Force est de constater que le terme "ultracrépidarianisme" a le vent en poupe depuis 2020 grâce à la pandémie qui lui aura donné un nouveau souffle. Ce vocable ayant voyagé à travers les temps, les lieux, les langues et les réseaux sociaux a pour étymologie non pas une racine mais une expression latine de l’auteur romain Pline l’Ancien : "Sutor, ne supra crepidam".

Michel Francard, Professeur émérite de linguistique de l’UC Louvain, nous livre le récit rapporté par l’écrivain historien romain : "Cette anecdote concerne un peintre grec prénommé Appelle. Il avait pour habitude d’exposer ses peintures et de recevoir les commentaires des passants. Un jour, un cordonnier voit une peinture dans laquelle il y avait un personnage avec une sandale.
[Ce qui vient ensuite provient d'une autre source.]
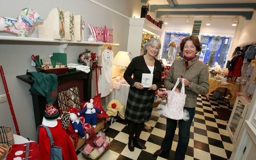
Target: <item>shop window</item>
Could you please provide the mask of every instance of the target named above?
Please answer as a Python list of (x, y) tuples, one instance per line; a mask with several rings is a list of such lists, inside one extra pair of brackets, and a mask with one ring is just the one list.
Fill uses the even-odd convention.
[(224, 68), (231, 40), (230, 37), (202, 35), (200, 41), (202, 51), (199, 60), (205, 63), (208, 62), (211, 67), (217, 62), (222, 68)]
[[(174, 41), (176, 44), (176, 48), (175, 52), (175, 57), (178, 56), (179, 55), (177, 54), (177, 53), (179, 53), (180, 51), (180, 48), (179, 45), (180, 43), (181, 42), (182, 40), (184, 38), (189, 36), (189, 33), (180, 33), (176, 32), (165, 32), (164, 38), (164, 41), (163, 44), (163, 49), (162, 52), (162, 58), (165, 57), (165, 56), (167, 55), (167, 53), (168, 52), (168, 49), (169, 49), (168, 45), (171, 42)], [(170, 56), (168, 57), (167, 61), (169, 62), (170, 60)]]

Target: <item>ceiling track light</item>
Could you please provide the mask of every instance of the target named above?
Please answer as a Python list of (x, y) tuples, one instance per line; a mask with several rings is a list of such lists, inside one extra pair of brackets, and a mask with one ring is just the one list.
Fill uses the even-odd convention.
[(168, 25), (168, 21), (169, 21), (169, 18), (168, 18), (167, 17), (165, 17), (164, 19), (164, 24), (165, 25)]
[(190, 22), (190, 16), (188, 16), (185, 19), (185, 23), (186, 25), (187, 25)]
[(206, 21), (206, 26), (210, 26), (211, 25), (211, 22), (212, 22), (212, 18), (211, 17), (211, 16), (210, 16), (207, 18), (207, 20)]
[(239, 19), (237, 17), (235, 17), (232, 19), (232, 26), (237, 26), (238, 23)]

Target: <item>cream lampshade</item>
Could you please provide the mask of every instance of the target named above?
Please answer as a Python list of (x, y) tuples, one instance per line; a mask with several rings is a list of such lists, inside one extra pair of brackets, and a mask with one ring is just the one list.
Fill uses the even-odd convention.
[(114, 65), (121, 67), (120, 76), (123, 77), (124, 73), (125, 70), (125, 67), (128, 66), (131, 62), (130, 58), (128, 54), (129, 52), (124, 51), (119, 51), (116, 55), (113, 61)]

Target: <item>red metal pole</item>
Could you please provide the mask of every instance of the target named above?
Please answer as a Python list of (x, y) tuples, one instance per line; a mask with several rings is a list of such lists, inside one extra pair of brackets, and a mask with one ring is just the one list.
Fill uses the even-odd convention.
[(98, 89), (98, 75), (97, 74), (97, 69), (98, 67), (95, 69), (95, 72), (96, 73), (96, 87), (97, 88), (97, 95), (99, 95), (99, 90)]
[(20, 135), (21, 134), (19, 133), (19, 127), (18, 126), (18, 123), (17, 123), (16, 118), (15, 117), (15, 114), (14, 113), (14, 111), (13, 110), (13, 108), (12, 108), (12, 102), (11, 101), (11, 97), (10, 97), (10, 95), (9, 94), (8, 88), (7, 86), (7, 84), (6, 83), (6, 78), (4, 77), (4, 73), (3, 70), (3, 67), (2, 67), (2, 66), (0, 66), (0, 72), (1, 72), (1, 75), (2, 76), (2, 80), (3, 80), (3, 83), (4, 83), (4, 90), (6, 91), (6, 93), (7, 99), (8, 100), (9, 107), (10, 107), (10, 110), (11, 110), (11, 113), (12, 116), (12, 117), (13, 122), (14, 123), (14, 126), (15, 126), (15, 129), (16, 130), (17, 134)]

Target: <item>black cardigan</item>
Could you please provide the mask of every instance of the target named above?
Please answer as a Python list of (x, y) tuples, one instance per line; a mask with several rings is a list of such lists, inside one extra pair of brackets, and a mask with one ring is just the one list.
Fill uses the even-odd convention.
[[(153, 84), (156, 84), (158, 89), (161, 85), (161, 63), (155, 59), (155, 64), (153, 72)], [(147, 66), (143, 56), (138, 56), (134, 58), (127, 67), (124, 74), (124, 78), (130, 85), (131, 87), (136, 82), (141, 83), (143, 73), (151, 73), (150, 71)], [(132, 74), (134, 77), (131, 77)], [(148, 90), (149, 88), (144, 88), (144, 90)]]

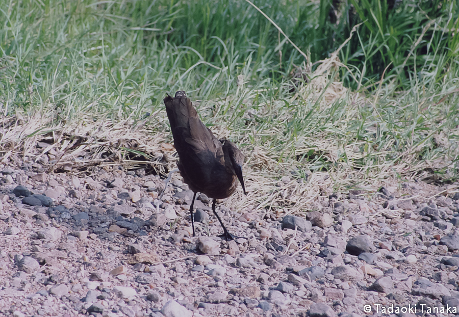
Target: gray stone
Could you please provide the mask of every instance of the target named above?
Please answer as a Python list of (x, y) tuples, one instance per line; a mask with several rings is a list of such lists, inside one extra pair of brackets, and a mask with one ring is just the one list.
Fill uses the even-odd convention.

Le cordonnier donne son avis car, d’après lui, la sandale n’était pas tout à fait réussie. Le lendemain, le cordonnier repasse. Il voit que l’artiste a tenu compte de sa remarque en corrigeant la sandale. Le cordonnier fait d’autres remarques à propos de la jambe. Le peintre lui réplique alors "Sutor, ne supra crepidam". Ce qui signifie : "Cordonnier, ne va pas plus haut que la sandale". Donc, on ne va pas au-delà du domaine dans lequel on est compétent. C’est de ce récit que provient l’origine du mot".

Dans l’air du temps des réseaux sociaux

Ultracrépidarianisme est un emprunt à l’anglais, d’ultracrepidarian, apparu en 1819. Il est créé par l’écrivain essayiste William Hazlitt lors d’une correspondance avec le critique littéraire William Gifford qui s’était permis trop de libertés. C’est en 2014 que le terme ultracrépidarianisme est apparu pour la première fois en français, mais il ne connaît pas réellement de succès. En revanche, ce néologisme est plus que jamais dans l’air du temps depuis la crise sanitaire.

Michel Francard, nous livre que c’est un mot qui touche un aspect de la pandémie : "On est dans une crise où il y a pas mal d’inconnues, pas mal de questions qui restent en suspens. Donc, les experts sont non seulement sollicités, mais ils émettent des avis qui ne sont pas toujours convergents. Pour le grand public, ça a pour conséquence notamment que cette parole des experts est donc susceptible d’être critiquée, susceptible d’être remise en cause".

"Ce mot correspond très justement à l’air du temps. Concernant les réseaux sociaux, c’est à double titre. D’une part parce que pas mal de gens y donnent des avis à propos de tout et de rien. Et les compétences ne sont évidemment multiples. Par ailleurs, pour en revenir au mot lui-même les réseaux sociaux ont joué un rôle important dans la diffusion. On pourrait penser que l’ultracrépidarianisme n’est pas un mot très fréquent. En réalité, il l’est dans certaines niches, notamment dans les réseaux sociaux".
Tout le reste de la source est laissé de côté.